Core training config:
- projection hidden dim: `1920`
- projection output dim: `1280`
- projection depth: `2`
- loss: InfoNCE
- audio encoder dim after concat: `2304`
- Matryoshka dims: `[1280, 768, 512, 256, 128]`
Published config file: `te_mn20_whisper_d2_validaudio.yaml`
## Local Gate Baseline
The attached JSON `teacher_dual_mn20whisper_exact_gate_baseline_20260424T155324Z.json` is the canonical local gate baseline used for later teacher continuation experiments.

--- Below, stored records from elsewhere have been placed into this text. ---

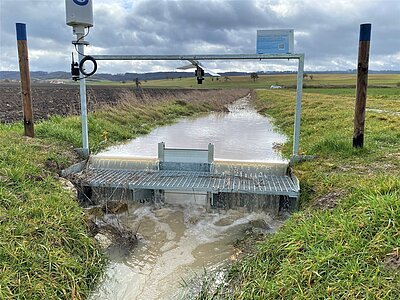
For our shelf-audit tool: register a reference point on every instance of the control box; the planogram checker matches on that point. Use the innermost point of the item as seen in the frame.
(79, 13)
(275, 41)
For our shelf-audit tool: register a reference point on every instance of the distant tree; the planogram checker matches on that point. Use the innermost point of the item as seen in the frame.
(254, 76)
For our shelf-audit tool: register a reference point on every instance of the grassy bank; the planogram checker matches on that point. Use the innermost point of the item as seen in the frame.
(45, 250)
(344, 243)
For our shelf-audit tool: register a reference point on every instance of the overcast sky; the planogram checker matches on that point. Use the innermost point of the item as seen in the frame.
(326, 31)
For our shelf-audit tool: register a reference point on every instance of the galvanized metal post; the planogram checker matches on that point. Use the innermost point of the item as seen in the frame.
(210, 153)
(82, 93)
(161, 148)
(297, 118)
(25, 79)
(362, 83)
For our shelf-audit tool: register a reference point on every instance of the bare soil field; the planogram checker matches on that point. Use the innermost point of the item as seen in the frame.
(56, 99)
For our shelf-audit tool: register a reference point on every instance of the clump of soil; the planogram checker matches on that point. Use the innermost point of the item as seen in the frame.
(104, 226)
(392, 260)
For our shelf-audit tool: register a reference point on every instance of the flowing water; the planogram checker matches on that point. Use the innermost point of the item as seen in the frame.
(241, 134)
(176, 243)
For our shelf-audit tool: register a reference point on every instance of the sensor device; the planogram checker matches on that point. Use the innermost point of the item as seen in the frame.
(79, 13)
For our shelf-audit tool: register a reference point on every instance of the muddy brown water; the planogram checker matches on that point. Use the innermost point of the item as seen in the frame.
(178, 243)
(241, 134)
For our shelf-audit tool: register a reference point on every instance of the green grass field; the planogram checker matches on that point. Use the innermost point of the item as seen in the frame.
(45, 249)
(349, 251)
(344, 243)
(265, 81)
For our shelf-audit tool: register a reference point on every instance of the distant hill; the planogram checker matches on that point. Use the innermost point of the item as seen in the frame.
(41, 75)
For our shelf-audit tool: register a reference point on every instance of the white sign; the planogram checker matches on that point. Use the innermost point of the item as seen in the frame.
(275, 41)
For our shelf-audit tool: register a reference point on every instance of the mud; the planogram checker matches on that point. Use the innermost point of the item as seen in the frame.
(63, 99)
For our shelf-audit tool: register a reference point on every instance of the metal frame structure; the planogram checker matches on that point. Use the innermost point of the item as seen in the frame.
(299, 88)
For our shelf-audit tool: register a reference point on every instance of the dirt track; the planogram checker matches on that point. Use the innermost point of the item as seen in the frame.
(57, 99)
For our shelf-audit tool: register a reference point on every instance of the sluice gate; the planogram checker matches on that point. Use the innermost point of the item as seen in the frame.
(182, 176)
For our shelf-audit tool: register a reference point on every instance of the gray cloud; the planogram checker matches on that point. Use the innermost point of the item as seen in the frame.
(326, 31)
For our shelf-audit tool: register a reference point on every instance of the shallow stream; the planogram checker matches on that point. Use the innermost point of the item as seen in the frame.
(176, 244)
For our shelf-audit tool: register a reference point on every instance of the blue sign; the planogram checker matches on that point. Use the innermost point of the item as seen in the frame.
(81, 2)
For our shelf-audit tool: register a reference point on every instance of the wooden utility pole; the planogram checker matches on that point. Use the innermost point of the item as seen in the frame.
(25, 79)
(362, 83)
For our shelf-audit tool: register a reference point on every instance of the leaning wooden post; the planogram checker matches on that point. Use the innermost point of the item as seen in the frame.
(25, 79)
(362, 83)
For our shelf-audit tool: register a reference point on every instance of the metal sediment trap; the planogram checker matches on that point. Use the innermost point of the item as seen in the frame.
(188, 176)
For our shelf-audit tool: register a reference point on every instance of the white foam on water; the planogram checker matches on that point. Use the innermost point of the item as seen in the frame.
(176, 242)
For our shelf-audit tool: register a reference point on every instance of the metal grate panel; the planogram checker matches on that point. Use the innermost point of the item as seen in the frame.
(255, 183)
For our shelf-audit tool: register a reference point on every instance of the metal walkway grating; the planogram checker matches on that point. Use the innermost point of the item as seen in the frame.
(256, 183)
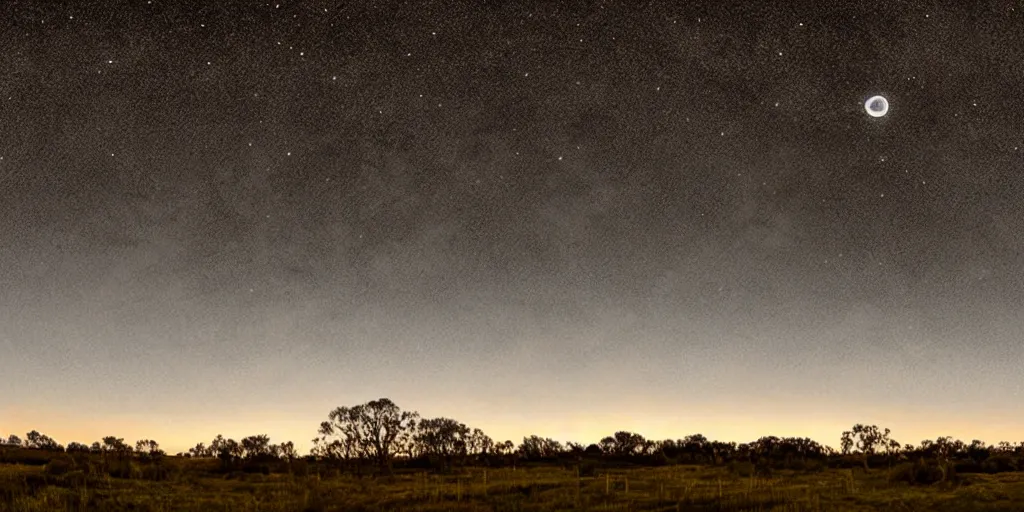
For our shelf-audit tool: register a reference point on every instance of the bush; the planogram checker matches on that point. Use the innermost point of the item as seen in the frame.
(999, 464)
(923, 473)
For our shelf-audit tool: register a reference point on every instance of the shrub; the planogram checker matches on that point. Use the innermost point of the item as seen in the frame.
(999, 464)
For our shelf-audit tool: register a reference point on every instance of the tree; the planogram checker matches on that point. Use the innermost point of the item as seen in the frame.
(540, 448)
(256, 445)
(479, 443)
(374, 429)
(116, 445)
(442, 438)
(148, 448)
(866, 438)
(287, 451)
(77, 448)
(199, 451)
(37, 440)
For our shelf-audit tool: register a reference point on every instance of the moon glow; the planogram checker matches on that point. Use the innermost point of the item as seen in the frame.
(877, 107)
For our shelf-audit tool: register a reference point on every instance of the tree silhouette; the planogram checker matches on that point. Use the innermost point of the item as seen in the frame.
(255, 446)
(37, 440)
(77, 448)
(148, 448)
(373, 429)
(866, 438)
(442, 439)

Seeded split-excluded baseline at `1280d`:
| Slice | Metric |
|---|---:|
| Speech holdout A->T R@1 | 0.5652 |
| Speech holdout T->A R@1 | 0.5992 |
| Speech holdout avg R@1 | 0.5822 |
| WavCaps FSD A->T R@1 | 0.1078 |
| WavCaps FSD T->A R@1 | 0.1030 |
| WavCaps FSD avg R@1 | 0.1054 |
| SALT A->I R@1 | 0.1692 |
| SALT I->A R@1 | 0.1261 |
Important scope note:
- These are the exact local gate numbers used for bounded recovery experiments.
- They are not a claim of broad public benchmark superiority.
- The external 4-task audio smoke baseline was not packaged into this release.
## Files
| File | Purpose |
|---|---|
| `AIST-95M.safetensors` | Self-contained dual-audio teacher release artifact |
| `te_mn20_whisper_d2_validaudio.yaml` | Training config for the teacher line |
| `teacher_dual_mn20whisper_exact_gate_baseline_20260424T155324Z.json` | Canonical exact-gate baseline |
| `parameter_breakdown.json` | Exact parameter accounting used in this card |
## Loading
This release is a self-contained safetensors artifact containing:
- text encoder weights
- image encoder weights
- EfficientAT audio encoder weights
- Whisper-Tiny encoder weights
- text / image / audio projection heads
## Caveats
- This release uses the canonical Augmem name `AIST-95M`.
- Older `TE-86M Dual Audio` references are legacy aliases for the same artifact line.
- The existing older `augmem/TE-86M` release on Hugging Face is a different artifact line.